El proyecto se inspira en el sistema de migraciones de los Estados Unidos, donde organismos como el USCIS, ICE y CBP cumplen funciones diferenciadas de control, investigación y gestión de fronteras. El Ejecutivo argentino pretende replicar este modelo para dotar a Migraciones de mayor capacidad operativa, siguiendo el acuerdo firmado en julio con el Departamento de Seguridad Nacional estadounidense dentro del Programa Visa Waiver.

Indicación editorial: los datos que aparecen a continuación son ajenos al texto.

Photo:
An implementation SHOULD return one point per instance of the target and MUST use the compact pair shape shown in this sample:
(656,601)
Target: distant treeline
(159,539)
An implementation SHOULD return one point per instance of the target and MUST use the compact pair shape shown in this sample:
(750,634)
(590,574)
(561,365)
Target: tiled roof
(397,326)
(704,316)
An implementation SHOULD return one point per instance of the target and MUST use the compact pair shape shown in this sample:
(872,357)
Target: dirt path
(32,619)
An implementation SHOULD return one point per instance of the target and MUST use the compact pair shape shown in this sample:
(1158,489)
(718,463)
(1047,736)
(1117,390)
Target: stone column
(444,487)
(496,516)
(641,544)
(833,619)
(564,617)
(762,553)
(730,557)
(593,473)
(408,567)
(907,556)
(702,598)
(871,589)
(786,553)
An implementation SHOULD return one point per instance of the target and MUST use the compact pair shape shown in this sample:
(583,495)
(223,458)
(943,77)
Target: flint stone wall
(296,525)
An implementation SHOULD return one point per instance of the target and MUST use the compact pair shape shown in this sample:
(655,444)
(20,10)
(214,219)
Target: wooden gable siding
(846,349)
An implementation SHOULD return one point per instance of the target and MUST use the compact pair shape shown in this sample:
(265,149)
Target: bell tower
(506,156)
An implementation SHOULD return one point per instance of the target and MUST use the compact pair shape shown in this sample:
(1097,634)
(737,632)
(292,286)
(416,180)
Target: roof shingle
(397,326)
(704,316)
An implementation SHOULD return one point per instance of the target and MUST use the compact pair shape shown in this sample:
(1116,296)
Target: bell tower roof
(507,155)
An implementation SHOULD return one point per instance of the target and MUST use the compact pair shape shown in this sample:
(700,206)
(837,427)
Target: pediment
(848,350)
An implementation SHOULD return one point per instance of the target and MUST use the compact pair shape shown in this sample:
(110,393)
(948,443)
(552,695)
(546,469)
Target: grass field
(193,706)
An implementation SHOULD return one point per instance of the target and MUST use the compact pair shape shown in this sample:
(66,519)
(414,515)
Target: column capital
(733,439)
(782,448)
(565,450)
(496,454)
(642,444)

Además, se espera que el nuevo esquema contribuya a mejorar los registros de entrada y salida, así como a agilizar los procesos administrativos vinculados a residentes y turistas.

El Gobierno se propone transformar a Migraciones en un organismo operativo.
La reforma del organismo se enmarca dentro de un proceso más amplio de transformación de las fuerzas federales, que incluyó modificaciones en la Gendarmería, Prefectura, PSA y Policía Federal, inspiradas en la Guardia Nacional, TSA, Guardia Costera y FBI de EE. UU. La PSA también recibió nuevas atribuciones, como tareas de prevención del delito en espacios digitales y participación en inteligencia criminal.
Además, se creó el Comité Nacional de Seguridad Aeroportuaria para unificar criterios entre Migraciones, Aduana, PSA y ANAC, y establecer protocolos más claros en aeropuertos y pasos fronterizos.

El nuevo esquema se inspira en el modelo migratorio de Estados Unidos.
El nuevo decreto busca que Migraciones, ahora concebida como organismo de control fronterizo, pueda realizar expulsiones y detenciones sin constituir una nueva fuerza federal. La medida se suma a cambios previos establecidos en mayo, que endurecieron el ingreso al país, limitaron la residencia precaria, fijaron nuevas declaraciones juradas y establecieron criterios más estrictos de acceso a salud, educación y residencia.

La reforma busca que Migraciones conviva con la PSA sin superposición de funciones.
Con esta iniciativa, el Gobierno busca completar una reforma integral del sistema migratorio, alineando la gestión con estándares estadounidenses y asegurando un funcionamiento más eficiente y seguro de los ingresos al territorio nacional.